In the second phase of the survey, respondents who were identified as having IBS in phase I of the survey, either medically diagnosed or diagnosed using IBS criteria (Manning, Rome I or Rome II), were invited to participate in a more formal interview regarding their symptoms, general health factors, lifestyle and impact of IBS symptoms on their lives. Data on comorbid conditions, therapy/medication use and consultation patterns were also collected. Thus, three groups of respondents were identified: those with medically diagnosed IBS; those who had IBS that had not been medically diagnosed, but who fulfilled IBS diagnostic criteria; and a healthy comparator group identified from the screening questionnaire as not having IBS. Any individuals who had experienced IBS symptoms within the previous 12-month period were identified as current IBS sufferers.

For symptoms of constipation or diarrhoea, individuals were questioned (based onthe IBS diagnostic criteria) about: any periods needing to pass stools more often than usual (>3 times/day) or less often than usual (<3 times/week); any periods when stools were looser/more watery than usual or harder/more lumpy than usual; periods of straining when going to pass a stool; periods of urgency when going to pass a stool; feeling of incomplete evacuation after passing a stool; periods of bloating.

As in the European study,[21] the development of the questionnaire used in the US population incorporated the clinical experience of the clinicians involved with this study.
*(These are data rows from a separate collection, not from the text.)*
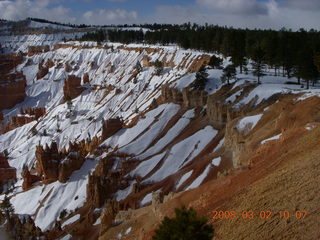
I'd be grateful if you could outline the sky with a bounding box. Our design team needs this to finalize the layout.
[0,0,320,30]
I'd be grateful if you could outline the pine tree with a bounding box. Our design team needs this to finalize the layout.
[154,59,163,76]
[208,55,223,68]
[252,46,266,84]
[314,52,320,72]
[136,61,142,73]
[221,64,237,85]
[191,65,209,91]
[0,195,14,217]
[152,207,214,240]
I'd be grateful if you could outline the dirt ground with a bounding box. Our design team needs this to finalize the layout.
[100,96,320,240]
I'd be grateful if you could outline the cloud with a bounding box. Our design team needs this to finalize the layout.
[280,0,320,11]
[0,0,76,22]
[149,0,320,30]
[106,0,127,2]
[82,9,138,25]
[197,0,268,15]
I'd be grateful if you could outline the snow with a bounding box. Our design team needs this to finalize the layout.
[176,170,193,189]
[261,133,282,144]
[130,152,166,177]
[211,157,221,167]
[115,181,136,201]
[138,109,195,159]
[59,234,72,240]
[172,73,196,91]
[61,214,80,229]
[28,21,72,30]
[143,126,218,182]
[305,123,316,131]
[124,227,132,235]
[0,31,320,233]
[140,192,152,206]
[93,218,101,226]
[212,138,224,152]
[236,114,263,134]
[11,160,98,230]
[186,165,211,190]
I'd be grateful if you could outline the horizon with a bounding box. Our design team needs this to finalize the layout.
[0,0,320,31]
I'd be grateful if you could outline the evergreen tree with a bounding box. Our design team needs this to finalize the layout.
[314,52,320,72]
[252,46,265,84]
[152,207,214,240]
[154,59,163,76]
[208,55,223,68]
[0,195,14,218]
[191,65,209,91]
[221,64,237,84]
[300,50,318,89]
[136,61,142,73]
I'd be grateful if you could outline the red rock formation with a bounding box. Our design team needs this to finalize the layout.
[37,62,49,79]
[0,154,16,185]
[21,168,41,191]
[45,59,54,68]
[63,75,86,99]
[58,143,87,182]
[102,117,123,141]
[64,62,71,72]
[28,45,50,57]
[4,107,46,132]
[25,107,46,119]
[0,54,23,75]
[36,142,61,183]
[82,73,90,84]
[0,73,27,111]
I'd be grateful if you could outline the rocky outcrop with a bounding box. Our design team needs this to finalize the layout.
[102,117,123,141]
[0,73,27,111]
[3,107,46,132]
[64,62,71,72]
[0,154,16,186]
[36,142,61,183]
[63,75,86,99]
[0,215,43,239]
[188,55,211,72]
[37,62,49,80]
[21,167,41,191]
[28,45,50,57]
[182,88,207,108]
[0,54,23,76]
[161,85,207,108]
[224,119,246,168]
[36,140,90,183]
[161,84,183,104]
[82,73,90,84]
[100,201,118,235]
[58,144,85,183]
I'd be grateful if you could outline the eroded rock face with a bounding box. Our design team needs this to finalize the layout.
[59,151,85,183]
[0,54,23,75]
[36,142,61,182]
[63,75,86,99]
[36,141,89,183]
[0,73,27,111]
[102,118,123,141]
[224,119,246,168]
[0,154,16,186]
[182,88,207,108]
[28,45,50,57]
[21,167,41,191]
[0,107,46,132]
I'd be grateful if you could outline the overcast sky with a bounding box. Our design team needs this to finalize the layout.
[0,0,320,30]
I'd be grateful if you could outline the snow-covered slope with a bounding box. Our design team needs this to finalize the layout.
[0,33,316,234]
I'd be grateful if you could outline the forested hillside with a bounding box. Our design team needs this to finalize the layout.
[82,23,320,86]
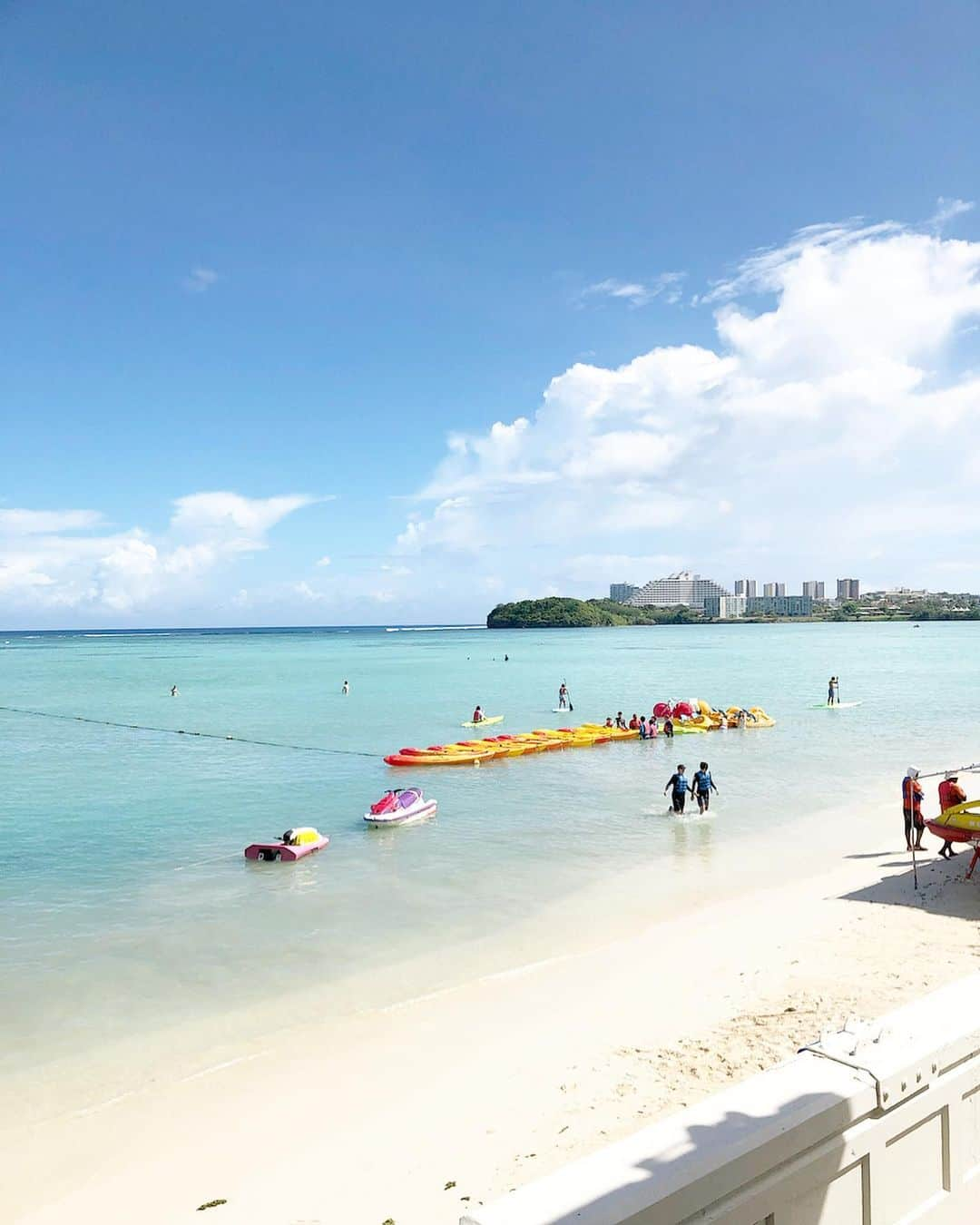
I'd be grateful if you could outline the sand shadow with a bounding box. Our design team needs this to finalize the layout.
[841,851,980,920]
[462,1093,854,1225]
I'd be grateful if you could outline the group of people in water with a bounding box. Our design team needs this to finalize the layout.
[664,762,718,816]
[902,766,966,858]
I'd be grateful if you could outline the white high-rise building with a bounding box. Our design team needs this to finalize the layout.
[629,570,729,609]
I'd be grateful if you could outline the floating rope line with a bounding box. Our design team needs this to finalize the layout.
[0,706,378,760]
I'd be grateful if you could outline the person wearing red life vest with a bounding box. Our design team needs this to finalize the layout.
[939,774,966,858]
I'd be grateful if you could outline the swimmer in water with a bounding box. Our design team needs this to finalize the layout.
[664,766,690,813]
[693,762,718,812]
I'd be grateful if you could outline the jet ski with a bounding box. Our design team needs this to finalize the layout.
[364,787,436,829]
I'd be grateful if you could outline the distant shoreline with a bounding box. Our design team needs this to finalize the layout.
[486,595,980,630]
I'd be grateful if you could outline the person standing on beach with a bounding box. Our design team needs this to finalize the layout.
[902,766,926,850]
[664,766,690,813]
[693,762,718,812]
[939,774,966,858]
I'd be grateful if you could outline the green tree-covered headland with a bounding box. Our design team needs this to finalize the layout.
[486,595,702,630]
[486,592,980,630]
Alternative diagnoses (not IBS) were excluded at an early stage of the questionnaire and pilot research was performed to ensure the Manning and Rome I/II criteria were effective in this setting. The questionnaire was designed and carefully validated to avoid order effects, such as suggestion based on earlier questions.
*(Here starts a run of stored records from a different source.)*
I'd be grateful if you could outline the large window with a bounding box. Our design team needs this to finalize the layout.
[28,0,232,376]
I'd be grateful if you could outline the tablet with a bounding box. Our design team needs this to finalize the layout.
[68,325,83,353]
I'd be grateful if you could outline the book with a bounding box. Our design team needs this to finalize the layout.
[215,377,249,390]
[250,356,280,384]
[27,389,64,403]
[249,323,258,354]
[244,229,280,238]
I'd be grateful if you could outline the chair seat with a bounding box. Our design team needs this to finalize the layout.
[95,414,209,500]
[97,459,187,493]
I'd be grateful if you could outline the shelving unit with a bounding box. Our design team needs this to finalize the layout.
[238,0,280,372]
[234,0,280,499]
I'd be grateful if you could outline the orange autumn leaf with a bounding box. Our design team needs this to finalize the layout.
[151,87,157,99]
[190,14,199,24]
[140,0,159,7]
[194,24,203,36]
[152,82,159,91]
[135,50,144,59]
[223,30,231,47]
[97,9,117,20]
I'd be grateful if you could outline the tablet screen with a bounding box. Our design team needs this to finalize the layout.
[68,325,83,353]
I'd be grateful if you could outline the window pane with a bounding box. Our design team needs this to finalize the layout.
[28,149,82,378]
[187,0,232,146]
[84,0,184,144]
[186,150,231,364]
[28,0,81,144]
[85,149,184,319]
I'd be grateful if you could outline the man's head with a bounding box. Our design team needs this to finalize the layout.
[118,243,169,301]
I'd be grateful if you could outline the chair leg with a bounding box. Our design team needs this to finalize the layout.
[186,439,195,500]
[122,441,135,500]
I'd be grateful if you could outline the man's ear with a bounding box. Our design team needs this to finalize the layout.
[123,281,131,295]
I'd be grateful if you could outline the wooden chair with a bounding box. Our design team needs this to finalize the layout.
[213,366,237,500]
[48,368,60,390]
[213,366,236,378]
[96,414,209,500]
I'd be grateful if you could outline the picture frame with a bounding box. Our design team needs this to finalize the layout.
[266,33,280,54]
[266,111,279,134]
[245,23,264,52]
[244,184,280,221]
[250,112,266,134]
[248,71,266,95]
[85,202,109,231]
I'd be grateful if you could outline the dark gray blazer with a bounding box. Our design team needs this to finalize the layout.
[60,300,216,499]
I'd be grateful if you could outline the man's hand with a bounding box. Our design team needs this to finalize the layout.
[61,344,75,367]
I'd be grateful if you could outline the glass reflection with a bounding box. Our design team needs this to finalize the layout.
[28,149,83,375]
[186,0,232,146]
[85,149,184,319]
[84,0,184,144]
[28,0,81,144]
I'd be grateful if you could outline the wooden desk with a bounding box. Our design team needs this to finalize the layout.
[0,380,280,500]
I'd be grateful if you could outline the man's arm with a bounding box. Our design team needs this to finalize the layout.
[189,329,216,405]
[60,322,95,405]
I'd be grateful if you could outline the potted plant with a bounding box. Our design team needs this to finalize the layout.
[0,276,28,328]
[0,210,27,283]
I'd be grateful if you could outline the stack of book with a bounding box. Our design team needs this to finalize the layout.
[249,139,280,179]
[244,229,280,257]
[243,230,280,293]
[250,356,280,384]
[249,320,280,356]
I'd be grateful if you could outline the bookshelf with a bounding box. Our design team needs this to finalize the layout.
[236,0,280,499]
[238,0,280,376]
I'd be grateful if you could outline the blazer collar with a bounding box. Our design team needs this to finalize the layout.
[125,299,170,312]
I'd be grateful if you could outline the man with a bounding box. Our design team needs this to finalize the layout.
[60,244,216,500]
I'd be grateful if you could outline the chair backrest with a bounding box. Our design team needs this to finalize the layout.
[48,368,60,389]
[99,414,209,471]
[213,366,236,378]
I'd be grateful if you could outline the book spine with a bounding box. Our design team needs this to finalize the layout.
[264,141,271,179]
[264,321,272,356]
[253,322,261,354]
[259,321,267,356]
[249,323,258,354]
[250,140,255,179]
Based on the assumption of a conservative IBS prevalence rate of 5-10%, it was estimated that 5000 respondents would need to be contacted to reach 250-500 IBS sufferers in the US. Specific target age groups for the population were 18-34, 35-54 and over 55 years, with equal numbers contacted within these age groups.

The study was carried out in the US in a sample of subjects aged 18 years or over. Those previously diagnosed with Crohn's disease, ulcerative colitis, coeliac disease, diverticulitis, peptic ulcer or cancer (including colon and gynaecological cancers) were excluded from the results because of possible overlap with IBS symptoms.